The Lebanese government is Israel’s partner and should be treated as such.
At the same time, Israel and the United States must be clear-eyed about what Lebanon has yet to do and plainly state the gaps in capacity and will, holding Lebanon accountable. The U.S. negotiating team should turn its list of principles into a clear road map that both Lebanon and Israel can sign and that sets benchmarks for both countries. This plan must provide for the strengthening of the Lebanese armed forces (conditioned on the removal of Hezbollah members from its ranks), the breaking of Hezbollah’s patronage and financial networks, the institution of anticorruption measures in Lebanon, and the restoration of basic services in Shiite areas. The road map should assign responsibilities, set realistic timelines, and enlist partners in the Gulf and Europe to offer financial incentives that make disarming Hezbollah, rehoming and reconstructing displaced communities, and economic development more realistic. Signing up for such a plan would offer Israel diplomatic advantages in Europe, where its support is plummeting, and in Arab countries with which it aspires to normalize diplomatic ties, especially Saudi Arabia—the prime candidate for funding Lebanon’s reconstruction.
Such a road map should also lay out a phased IDF withdrawal that is tied to Lebanon’s meeting clear benchmarks. The Lebanese armed forces—vetted, trained, and equipped under a U.S.-led program— must assume security responsibility across the south as Hezbollah’s armed infrastructure is verifiably degraded.
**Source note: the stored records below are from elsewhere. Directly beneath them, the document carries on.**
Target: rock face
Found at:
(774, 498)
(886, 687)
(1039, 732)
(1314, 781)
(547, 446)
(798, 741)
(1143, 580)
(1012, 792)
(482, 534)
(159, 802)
Unlike the United Nations’ peacekeeping mission to Lebanon, which failed to comprehensively monitor Hezbollah and whose mandate is coming to an end this summer, U.S. and European monitors should chart Lebanon’s progress according to clear criteria: how many Hezbollah weapons it has decommissioned, how many checkpoints it has established to prevent Hezbollah from becoming re-entrenched in old stomping grounds, and how many security troops it has positioned along the Lebanese border with Israel.
Israel can also propose a nonbelligerency framework, or even a conditional peace agreement, that is ready for signature once Hezbollah’s presence is reduced. Solving land border disputes between Israel and Lebanon in such a context could achieve three aims: it could undercut Hezbollah’s narrative as a defender of Lebanon; allow political leaders to claim forward motion without waiting for an all‑or‑nothing settlement; and demonstrate to both Lebanon and the international community that Israel is not interested in perpetual war.
Israel faces a stark choice. It can accept a demanding bargain: pair calibrated deterrence and temporary military measures with clear initiatives to strengthen Lebanese state capacity and delegitimize Hezbollah. Or it can keep leaning on prevention and retribution—policies that prize kinetic action over patient diplomacy—and pay accumulating military, economic, and diplomatic costs. In both the near and the long term, however, that will only play into Hezbollah’s hand.